Recommended Project Structure
streams-architecture/
orchestrator/
agents/
planner/
implementer/
reviewer/
tester/
researcher/
domain-specialist/
pipelines/
ingest/
normalize/
enrich/
windowing/
sink/
configs/
data/
tests/
docs/
Core Operating Principles
- Each agent has a clearly defined role and decision boundary
- Actions are auditable with explicit handoffs
- Memory is guarded; source-of-truth artifacts are required for decisions
- Tool access is restricted by role and secret management
- Handoffs are explicit, versioned, and logged
- Multi-agent orchestration is supervised and recoverable
Agent Handoff and Collaboration Rules
- Planner to Implementer: provide stage designs, data contracts, and required artifacts
- Implementer to Reviewer: present implementation details, tests, and performance metrics
- Reviewer to Tester: approve test plan and pass criteria
- Tester to Researcher: report failures and investigate root causes
- Domain Specialist to Orchestrator: approve domain-specific constraints and SLAs
Tool Governance and Permission Rules
- Access control to streaming clusters, topics, and storage must follow RBAC
- Secrets must be retrieved from a centralized vault; no hard-coded credentials
- All API calls require authenticated tokens with scoped permissions
- Production changes require validation and approval gates
Code Construction Rules
- Write idempotent transforms; avoid non-deterministic side effects
- Checkpoint frequently and document windowing logic
- Use schemas and validation at every transform
- Document data contracts and error handling in code comments
Security and Production Rules
- Encrypt data in transit and at rest; audit data access
- Limit blast radius; isolate components in staging before production
- Monitor for anomalies; implement alerting on failures
Testing Checklist
- Unit tests for each stage
- Integration tests for end-to-end flow
- End-to-end tests with replay and checkpoint validation
- Performance tests under backpressure
Common Mistakes to Avoid
- Skipping formal handoff artifacts
- Allowing context drift without a source of truth
- Bypassing the orchestrator or skipping tests
- Unnecessary or unsafe production changes without approvals
Related implementation resources: AI Use Case for Sales Pipeline Reviews and Deal Risk Scoring and AI Use Case for Corporate Event Managers Using Slack To Orchestrate Day-Of Venue Tasks Across Multi-Department Teams.
FAQ
What is the purpose of this AGENTS.md Template for stream processing?

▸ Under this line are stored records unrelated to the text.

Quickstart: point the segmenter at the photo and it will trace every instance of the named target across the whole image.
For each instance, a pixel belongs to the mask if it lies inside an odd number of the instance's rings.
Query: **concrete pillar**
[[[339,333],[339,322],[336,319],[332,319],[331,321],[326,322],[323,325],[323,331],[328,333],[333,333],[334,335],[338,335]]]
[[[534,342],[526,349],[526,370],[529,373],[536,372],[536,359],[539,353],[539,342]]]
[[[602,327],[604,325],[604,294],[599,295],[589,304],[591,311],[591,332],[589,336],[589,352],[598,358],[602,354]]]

This template defines roles, handoffs, memory, governance, and escalation for real-time pipelines to enable predictable multi-agent orchestration.
Who are the core agent roles in this template?

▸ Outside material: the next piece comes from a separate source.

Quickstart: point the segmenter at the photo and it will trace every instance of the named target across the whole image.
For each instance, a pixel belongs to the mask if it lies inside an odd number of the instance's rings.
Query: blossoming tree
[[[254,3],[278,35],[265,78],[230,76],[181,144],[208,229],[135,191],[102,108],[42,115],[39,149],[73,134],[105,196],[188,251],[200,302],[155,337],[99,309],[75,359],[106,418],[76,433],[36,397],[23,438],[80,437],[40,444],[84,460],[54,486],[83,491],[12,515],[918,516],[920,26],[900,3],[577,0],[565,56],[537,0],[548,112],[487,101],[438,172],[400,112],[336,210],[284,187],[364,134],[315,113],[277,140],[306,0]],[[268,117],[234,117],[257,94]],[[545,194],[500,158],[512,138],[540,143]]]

Planner, Implementer, Reviewer, Tester, Researcher, and Domain Specialist with orchestrator supervision.
How are agent handoffs enforced in the workflow?
Handoffs include context artifacts, versioned artifacts, and logs; the orchestrator validates completion before proceeding.
What security and production rules apply to this AGENTS.md?
RBAC, vault-based secrets, restricted production changes, and auditable change management.
How do you validate and test the pipeline before deployment?
Run unit and integration tests for each stage, perform end-to-end tests with replay, and validate on staging before prod.